Oude Testament

Nieuwe Testament

Ezechiël 48:4-13 NBG-vertaling 1951 (NBG51)

4. naast het gebied van Naftali van de oostzijde tot de westzijde: Manasse één deel;

5. naast het gebied van Manasse van de oostzijde tot de westzijde: Efraïm één deel;

6. naast het gebied van Efraïm van de oostzijde tot de westzijde: Ruben één deel;

7. naast het gebied van Ruben van de oostzijde tot de westzijde: Juda één deel;

8. en naast het gebied van Juda, van de oostzijde tot de westzijde, moet de heffing liggen, die gij zult geven: vijfentwintigduizend (el) breed en de lengte als een der delen van de oostzijde tot de westzijde, en het heiligdom zal in het midden daarvan zijn.

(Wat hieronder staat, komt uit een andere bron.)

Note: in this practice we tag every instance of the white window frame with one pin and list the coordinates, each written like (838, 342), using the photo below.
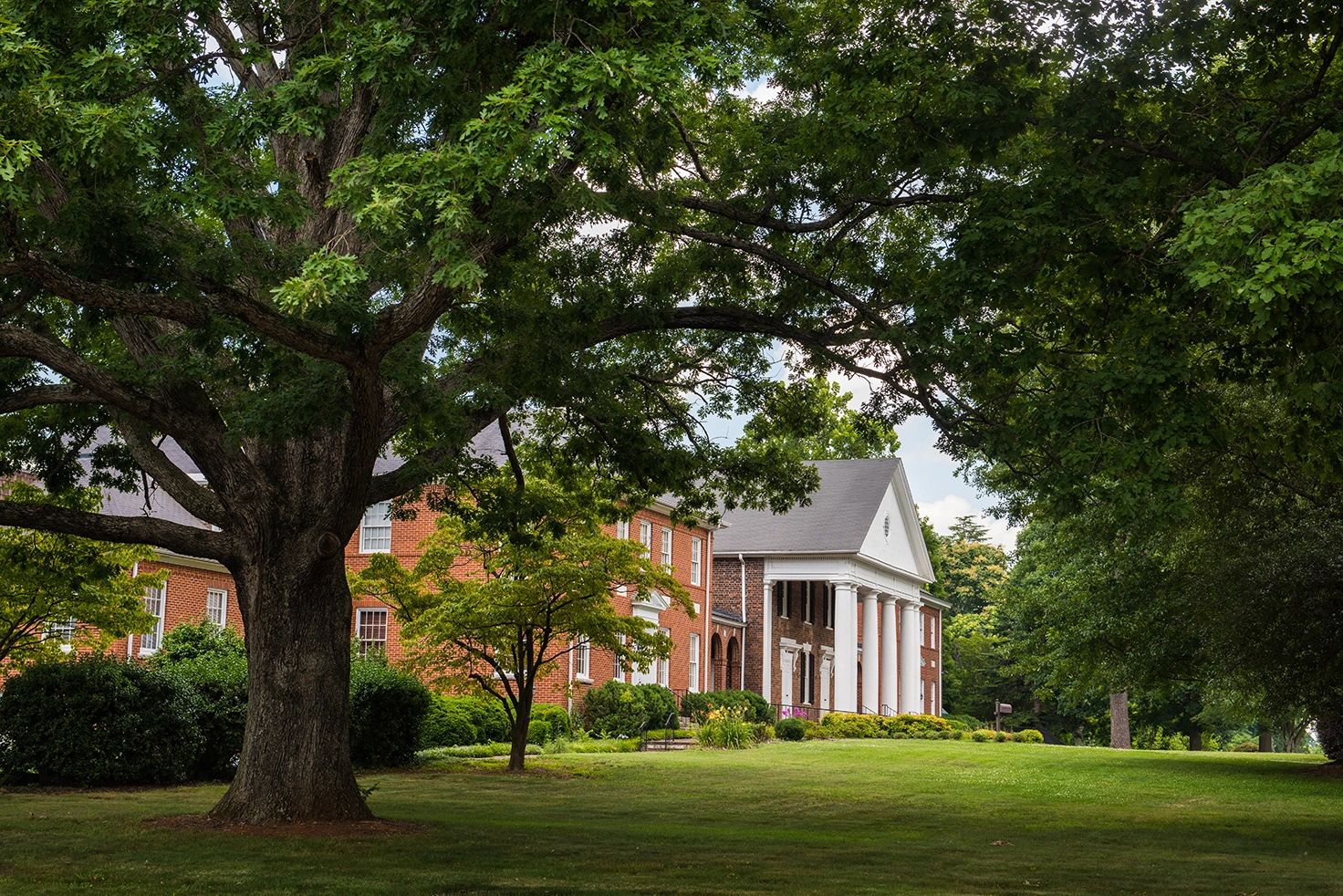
(583, 662)
(665, 665)
(62, 633)
(371, 532)
(694, 662)
(222, 595)
(359, 629)
(156, 603)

9. De heffing welke gij de Here geven zult, zal vijfentwintigduizend (el) lang en tienduizend (el) breed zijn.

10. En voor de volgenden zal de heilige heffing zijn; voor de priesters: noordwaarts vijfentwintigduizend (el) en westwaarts een breedte van tienduizend (el); oostwaarts is de breedte tienduizend (el) en zuidwaarts is de lengte vijfentwintigduizend (el); en het heiligdom des Heren zal in het midden ervan liggen.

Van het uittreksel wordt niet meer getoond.